Bologna, the city the sauce is named for, is in the Emilia-Romagna region which is known for its rich and hearty fare. The traditional sauce is ragù alla Bolognese. It is normally served with tagliatelle rather than spaghetti as the thicker noodles hold the heavy sauce better.
While a lot of cooks and eaters are perfectly happy with their versions of spaghetti Bolognese, it has been victim to numerous shortcuts on its journey from ragù: this Tom Parker-Bowles column in the Daily Mail describes just how unappetising the classic student version can be.

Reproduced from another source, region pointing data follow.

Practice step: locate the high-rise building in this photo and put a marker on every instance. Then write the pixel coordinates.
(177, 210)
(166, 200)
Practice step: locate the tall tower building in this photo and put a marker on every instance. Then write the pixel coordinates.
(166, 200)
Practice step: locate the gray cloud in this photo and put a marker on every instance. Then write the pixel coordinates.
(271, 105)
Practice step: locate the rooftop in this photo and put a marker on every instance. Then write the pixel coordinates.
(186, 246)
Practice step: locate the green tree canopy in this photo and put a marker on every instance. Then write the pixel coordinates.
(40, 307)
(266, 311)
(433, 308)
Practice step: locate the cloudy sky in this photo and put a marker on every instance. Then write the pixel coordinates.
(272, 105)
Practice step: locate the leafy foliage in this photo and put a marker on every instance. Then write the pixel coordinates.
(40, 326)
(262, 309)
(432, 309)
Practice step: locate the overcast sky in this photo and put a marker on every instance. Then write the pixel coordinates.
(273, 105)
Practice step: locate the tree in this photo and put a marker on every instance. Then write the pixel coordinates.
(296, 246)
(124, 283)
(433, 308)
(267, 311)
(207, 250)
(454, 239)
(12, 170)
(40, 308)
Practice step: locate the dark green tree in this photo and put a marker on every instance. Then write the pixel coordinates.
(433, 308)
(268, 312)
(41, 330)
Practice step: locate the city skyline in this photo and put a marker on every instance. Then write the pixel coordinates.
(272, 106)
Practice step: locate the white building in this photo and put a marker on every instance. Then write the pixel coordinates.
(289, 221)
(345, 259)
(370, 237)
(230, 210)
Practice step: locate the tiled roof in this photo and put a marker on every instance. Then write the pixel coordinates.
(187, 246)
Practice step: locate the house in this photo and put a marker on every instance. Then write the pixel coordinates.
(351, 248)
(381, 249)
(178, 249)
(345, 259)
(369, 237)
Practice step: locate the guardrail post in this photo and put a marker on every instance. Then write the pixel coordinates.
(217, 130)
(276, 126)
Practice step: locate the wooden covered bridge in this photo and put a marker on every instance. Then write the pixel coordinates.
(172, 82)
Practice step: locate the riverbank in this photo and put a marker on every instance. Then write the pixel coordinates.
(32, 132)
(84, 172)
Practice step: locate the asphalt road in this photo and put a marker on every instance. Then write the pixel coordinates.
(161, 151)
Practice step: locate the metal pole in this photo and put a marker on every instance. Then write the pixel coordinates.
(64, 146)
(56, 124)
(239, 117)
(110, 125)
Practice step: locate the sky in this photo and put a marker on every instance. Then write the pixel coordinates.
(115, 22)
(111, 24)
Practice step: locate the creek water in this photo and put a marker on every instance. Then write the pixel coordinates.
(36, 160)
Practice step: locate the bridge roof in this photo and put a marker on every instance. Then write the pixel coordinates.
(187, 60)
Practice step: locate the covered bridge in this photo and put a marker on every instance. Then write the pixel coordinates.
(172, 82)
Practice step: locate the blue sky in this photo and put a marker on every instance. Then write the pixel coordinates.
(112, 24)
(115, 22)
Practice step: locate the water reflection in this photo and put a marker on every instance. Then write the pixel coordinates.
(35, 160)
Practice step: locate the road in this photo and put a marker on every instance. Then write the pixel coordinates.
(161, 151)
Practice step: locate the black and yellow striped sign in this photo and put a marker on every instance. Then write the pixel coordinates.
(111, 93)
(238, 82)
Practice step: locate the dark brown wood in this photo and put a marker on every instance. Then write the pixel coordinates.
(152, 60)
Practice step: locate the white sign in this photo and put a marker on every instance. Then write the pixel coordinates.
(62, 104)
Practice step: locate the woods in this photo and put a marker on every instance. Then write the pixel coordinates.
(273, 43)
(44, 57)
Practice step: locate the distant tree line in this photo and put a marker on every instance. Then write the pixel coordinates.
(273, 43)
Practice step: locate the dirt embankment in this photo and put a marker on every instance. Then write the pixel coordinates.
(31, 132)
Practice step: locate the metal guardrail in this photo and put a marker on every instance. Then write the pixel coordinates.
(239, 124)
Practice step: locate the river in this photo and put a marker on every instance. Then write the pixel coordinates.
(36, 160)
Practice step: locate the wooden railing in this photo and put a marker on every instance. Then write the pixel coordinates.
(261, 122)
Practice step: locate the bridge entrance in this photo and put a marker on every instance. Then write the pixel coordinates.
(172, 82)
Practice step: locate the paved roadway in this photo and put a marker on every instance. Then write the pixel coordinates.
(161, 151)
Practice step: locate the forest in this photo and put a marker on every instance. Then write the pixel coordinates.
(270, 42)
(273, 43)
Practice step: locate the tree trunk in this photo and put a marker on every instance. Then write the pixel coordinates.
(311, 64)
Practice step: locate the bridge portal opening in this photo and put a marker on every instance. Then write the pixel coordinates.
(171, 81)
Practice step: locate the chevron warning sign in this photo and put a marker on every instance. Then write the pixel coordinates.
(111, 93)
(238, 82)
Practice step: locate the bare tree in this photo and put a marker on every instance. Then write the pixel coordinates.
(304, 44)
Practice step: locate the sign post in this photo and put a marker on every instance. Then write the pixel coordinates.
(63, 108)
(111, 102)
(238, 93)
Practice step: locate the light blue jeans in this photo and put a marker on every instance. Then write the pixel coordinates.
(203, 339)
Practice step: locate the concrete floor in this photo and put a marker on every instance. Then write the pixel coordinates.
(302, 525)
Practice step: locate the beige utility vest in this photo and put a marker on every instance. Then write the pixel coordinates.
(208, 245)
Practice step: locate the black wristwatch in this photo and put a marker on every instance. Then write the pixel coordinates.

Spaghetti was introduced to the United States by enterprising Italian emigrants over the first half of the 20th Century, and because meat was in abundance (and so scarce back in Italy), heavy meat and pasta dishes became the foundations of Italian-American cuisine. As pasta became popular in the English-speaking world from the 1960s onwards, spaghetti Bolognese was promoted by pasta manufacturers as a quick-and-easy dinner rather than the slowly-cooked dish of the Bolognese original.
In a drive for purity, the Italian Academy of Cuisine decreed a recipe for an authentic ragù alla Bolognese sauce in 1982.

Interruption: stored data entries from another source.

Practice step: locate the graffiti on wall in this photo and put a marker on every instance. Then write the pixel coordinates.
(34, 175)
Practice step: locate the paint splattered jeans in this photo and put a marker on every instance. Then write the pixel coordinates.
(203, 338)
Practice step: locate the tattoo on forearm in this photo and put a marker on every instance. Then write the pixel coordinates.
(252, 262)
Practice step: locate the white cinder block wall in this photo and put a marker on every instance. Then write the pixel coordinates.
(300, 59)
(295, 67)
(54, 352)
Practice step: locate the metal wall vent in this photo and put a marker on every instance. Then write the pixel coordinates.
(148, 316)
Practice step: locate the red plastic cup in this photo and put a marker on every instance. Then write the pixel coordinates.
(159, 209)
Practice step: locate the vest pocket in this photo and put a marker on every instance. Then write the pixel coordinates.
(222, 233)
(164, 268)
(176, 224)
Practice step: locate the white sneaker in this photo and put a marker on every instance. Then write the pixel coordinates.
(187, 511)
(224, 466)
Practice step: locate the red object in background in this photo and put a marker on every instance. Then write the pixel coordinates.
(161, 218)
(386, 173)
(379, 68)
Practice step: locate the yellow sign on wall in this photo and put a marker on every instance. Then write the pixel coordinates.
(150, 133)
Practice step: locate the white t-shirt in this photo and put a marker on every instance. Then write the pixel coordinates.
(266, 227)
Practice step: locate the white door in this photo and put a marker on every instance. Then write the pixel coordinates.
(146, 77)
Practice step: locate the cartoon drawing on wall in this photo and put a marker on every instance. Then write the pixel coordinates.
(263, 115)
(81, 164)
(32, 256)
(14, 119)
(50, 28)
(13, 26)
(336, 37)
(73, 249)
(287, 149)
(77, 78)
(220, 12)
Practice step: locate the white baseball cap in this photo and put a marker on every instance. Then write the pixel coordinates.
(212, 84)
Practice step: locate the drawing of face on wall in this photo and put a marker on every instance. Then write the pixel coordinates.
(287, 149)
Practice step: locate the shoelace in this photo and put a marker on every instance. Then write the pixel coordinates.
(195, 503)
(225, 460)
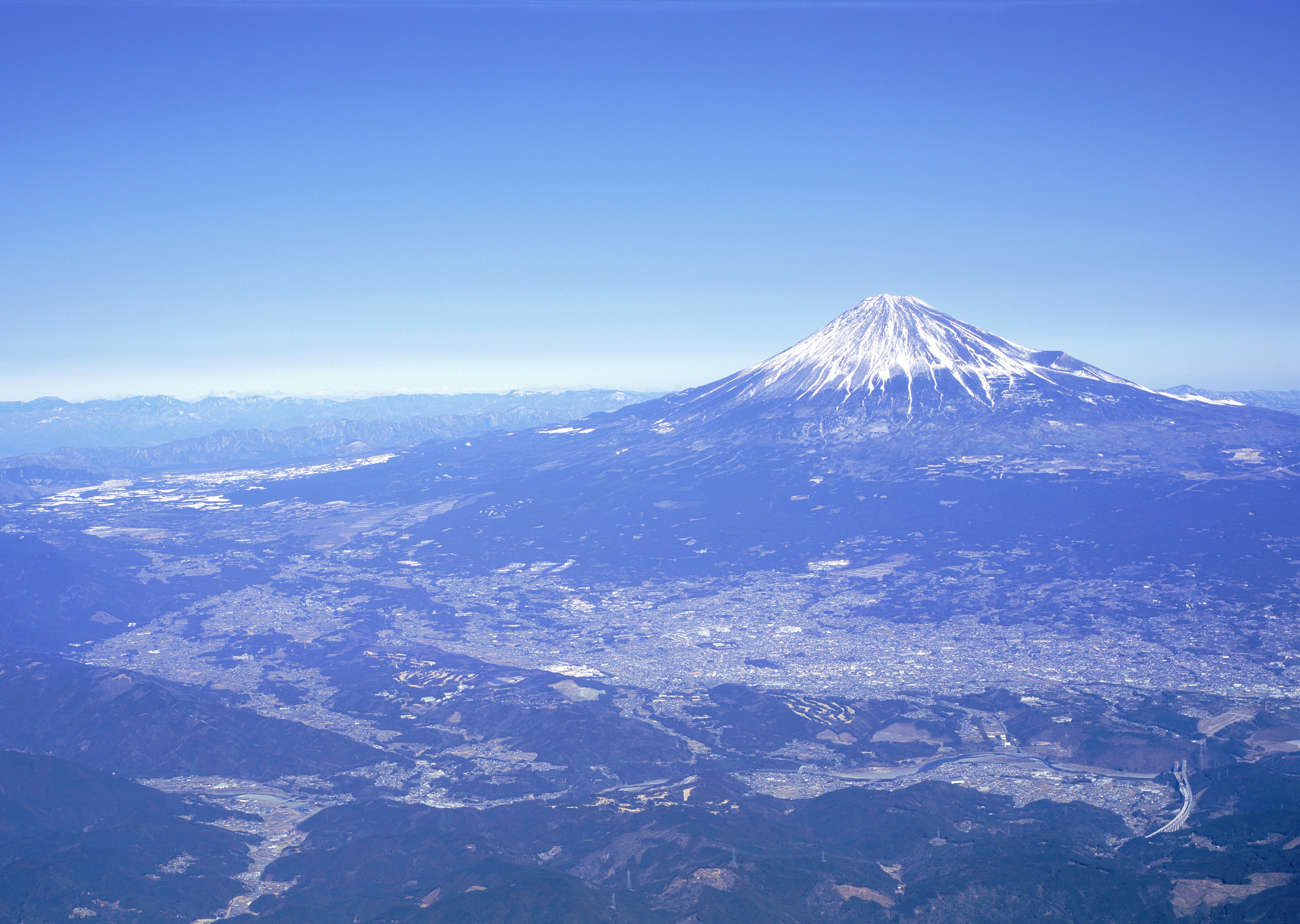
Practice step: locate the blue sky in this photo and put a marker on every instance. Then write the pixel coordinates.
(365, 198)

And on 17 January 2010 450 chefs in 50 countries around the world produced ragù alla Bolognese on the annual ‘International Day of Italian Cuisine’ – in a campaign to fight back against the ‘aberrations’ often produced in the name of Bolognese. They used this recipe written by chef Mario Caramella.
Even in these two recipes with their high stamps of approval there are variations – the former features beef mince while the latter combines pork and beef minces. Like every recipe everywhere, there are customisations.

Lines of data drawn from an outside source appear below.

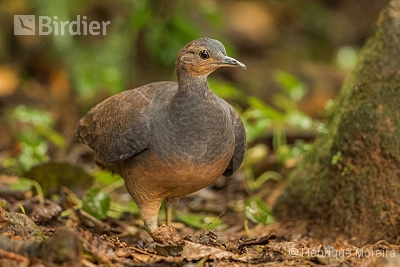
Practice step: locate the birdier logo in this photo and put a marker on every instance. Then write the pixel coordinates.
(26, 25)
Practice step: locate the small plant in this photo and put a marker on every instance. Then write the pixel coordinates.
(34, 132)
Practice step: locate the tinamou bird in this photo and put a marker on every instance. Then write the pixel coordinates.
(169, 139)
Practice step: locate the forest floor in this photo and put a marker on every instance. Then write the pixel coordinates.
(81, 240)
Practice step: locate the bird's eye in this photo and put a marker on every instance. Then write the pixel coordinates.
(204, 54)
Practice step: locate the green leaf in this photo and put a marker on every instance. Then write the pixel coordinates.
(22, 184)
(291, 85)
(106, 177)
(199, 221)
(96, 203)
(257, 211)
(337, 158)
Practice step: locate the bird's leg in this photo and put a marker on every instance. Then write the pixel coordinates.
(149, 212)
(169, 208)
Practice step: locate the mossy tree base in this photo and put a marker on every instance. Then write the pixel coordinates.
(356, 195)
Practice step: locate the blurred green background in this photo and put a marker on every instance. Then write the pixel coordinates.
(297, 54)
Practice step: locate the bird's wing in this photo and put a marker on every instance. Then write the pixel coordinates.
(119, 127)
(240, 141)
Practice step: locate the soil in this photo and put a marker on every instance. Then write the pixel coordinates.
(49, 236)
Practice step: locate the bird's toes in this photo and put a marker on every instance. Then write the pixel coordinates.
(168, 241)
(167, 235)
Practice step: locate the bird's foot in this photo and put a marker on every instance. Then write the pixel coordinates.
(169, 242)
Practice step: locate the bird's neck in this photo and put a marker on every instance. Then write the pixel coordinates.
(193, 87)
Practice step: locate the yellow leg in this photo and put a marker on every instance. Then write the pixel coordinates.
(169, 208)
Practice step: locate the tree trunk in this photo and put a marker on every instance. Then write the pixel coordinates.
(348, 185)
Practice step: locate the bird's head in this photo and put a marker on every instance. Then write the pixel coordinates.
(202, 56)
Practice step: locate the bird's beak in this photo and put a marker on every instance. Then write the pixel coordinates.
(231, 62)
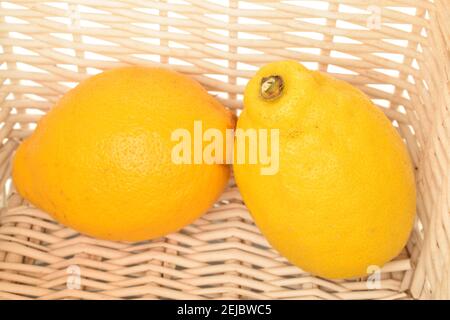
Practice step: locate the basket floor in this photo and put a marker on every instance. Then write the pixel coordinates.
(220, 256)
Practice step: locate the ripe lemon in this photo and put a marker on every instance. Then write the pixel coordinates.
(100, 160)
(343, 199)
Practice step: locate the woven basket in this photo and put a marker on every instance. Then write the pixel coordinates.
(395, 51)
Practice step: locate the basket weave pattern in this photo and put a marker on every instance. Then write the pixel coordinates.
(401, 60)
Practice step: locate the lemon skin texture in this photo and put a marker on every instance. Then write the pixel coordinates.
(343, 199)
(100, 160)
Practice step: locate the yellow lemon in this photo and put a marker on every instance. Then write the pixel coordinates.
(342, 202)
(100, 161)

But the main difference in authenticity between traditional ragùs and the more familiar spag bol that has been so derided by the Italians is probably one of time.
Important components seem to be a slow-cooked sofrito of diced onions, carrots and celery; carefully browned meat before the liquid is added; and then two-hours plus simmering on the stove.
You can see this is where it went awry. Spaghetti Bolognese became a family dinner staple through the English-speaking world from the 1960s and 70s – just as the time expected and available to prepare a family meal was shrinking. Of course manufacturers and recipe developers would focus on quick-cook recipes. It is almost possible to cook mince and tomatoes together in the time it takes to boil water and cook pasta, but you miss the tenderising effects of long-simmering.
Other guidelines are easy on the tomatoes, hold the garlic and no dashes of ‘Italian herbs’ (just a bay leaf will do).
Or just do it your way.
My wild boar ragù
Personally, I was after the gamey flavour of a wild boar ragu that I’d had at Jamie Oliver’s Fifteen restaurant in London. I used a boned rolled shoulder of boar, which I placed on top of chunks of celery, carrot and onion, and roasted on 150 for three hours. I then shredded and chopped the rested meat and vegetables, transferred them to a saucepan and then simmered them with wine and tomato passata for another hour and a half. Then I added some grated orange rind (the horror!) Served with the widest tagliatelle I could find and parmesan.